An identifier is a unique name, identity applied to something so that something can be easily referenced.
- Points to a resource: The resource is a black box. The type of the url doesn't matter. It may be a file, a metadata record, a code collection.
- globally unique: Once it is created, the resource is globally addressable. You wont find an identifier with the same name that points to a different resource.
- PID is persistent over time : There is a persistent relationship between the pid and the same resource over time
The infrastructure can support access to resources as they move from one repo to another.
From the moment you decide to use PID data and PIDs are strictly connected.
Managing data online includes managing the persistent identifier for the data so that it continues to provide information about whatever it identifies—no matter where it is stored online.
So you actually have to Synchronize PID, Data during creation, maintenance, update and deletion of your data!
The main goal is PID should always:
be updated to point to the new location (URL).
continue to provide the latest information about the resource.
What do you actually need?
a PID service, that offers an API for creating and managing PIDs
EUDAT has adopted Handle-based persistent identifiers
So EUDAT requires integration of Handle in your infrastructure.
EUDAT offers a a service dedicated to provide, resolve and mint persistent identifiers (PID) supported by the ePIC consortium.
In order to understand PIDs and the PID service let’s see and discuss a real example.
The simplest data life cycle.
You have a research output and you want to share it with other researchers.
The traditional way to store your data is to upload to a site, a repository, a directory. In order to access it you bookmark or share a URL. A) Published online: http://www.test.com/test.html. B) Other users may cite, access, re-use this url
As long as nothing changes about the way the data is accessed, this works fine. But one day you decide to move the resource to another location c) Relocate the resource at http://www.example.com/
Other users are not informed about this relocation and when they are trying to access the resource - at the first location – they always get a Page Not Found response.
So this arrangement has proven to be fragile.
Lets see what will happen when you decide to connect to a PID service.
As we can see in this slide, data and PIDs are strictly connected.

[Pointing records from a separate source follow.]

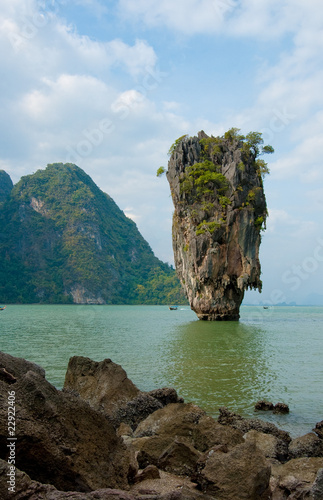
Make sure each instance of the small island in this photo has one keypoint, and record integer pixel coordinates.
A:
(216, 185)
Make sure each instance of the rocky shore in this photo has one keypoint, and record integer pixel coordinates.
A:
(103, 438)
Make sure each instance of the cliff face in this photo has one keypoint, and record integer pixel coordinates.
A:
(63, 240)
(6, 185)
(220, 208)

As we have already discussed, managing data online includes managing the persistent identifier for the data so that it continues to provide information about whatever it identifies—no matter where it is stored online
Data has its own lifecycle. PIDs are subject to the same life cycle.

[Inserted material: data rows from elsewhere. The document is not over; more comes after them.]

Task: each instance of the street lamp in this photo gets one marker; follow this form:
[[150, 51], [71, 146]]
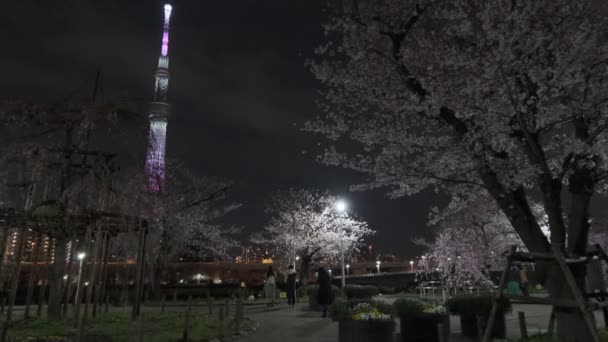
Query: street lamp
[[341, 207]]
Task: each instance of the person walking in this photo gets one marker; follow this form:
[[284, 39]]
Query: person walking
[[324, 295], [513, 286], [523, 280], [291, 286], [270, 287]]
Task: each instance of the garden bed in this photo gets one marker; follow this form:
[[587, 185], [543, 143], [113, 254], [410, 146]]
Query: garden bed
[[118, 327]]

When you decide to publish something online at the same time you must register for a PID
When you decide to move the data to another location, at the same time you must inform the service and update the PID
After a PID is created, it is always resolvable by the Handle resolution service.
The whole training module provides hands-on material for iRODS4, EUDAT B2SAFE, B2HANDLE (based on handle version 8) and B2STAGE.
It provides install files which indicate how the training machines are set up and which will give the users an idea how to install the software stack themselves.
The training material itself is targeted at scientist end-users and site admins. The order of the markdown files proposes the curriculum of the training. Each component takes about 1 hour.
EUDAT PID hands-on
The PID training employing cURL requests is part of that training module.
This hands-on tutorial shows you how to work with the handle system version 8 as a data user. It gives insight into how to create and manage PIDs for different purposes and use cases. In the following we will use the HTTP restful API with cURL requests.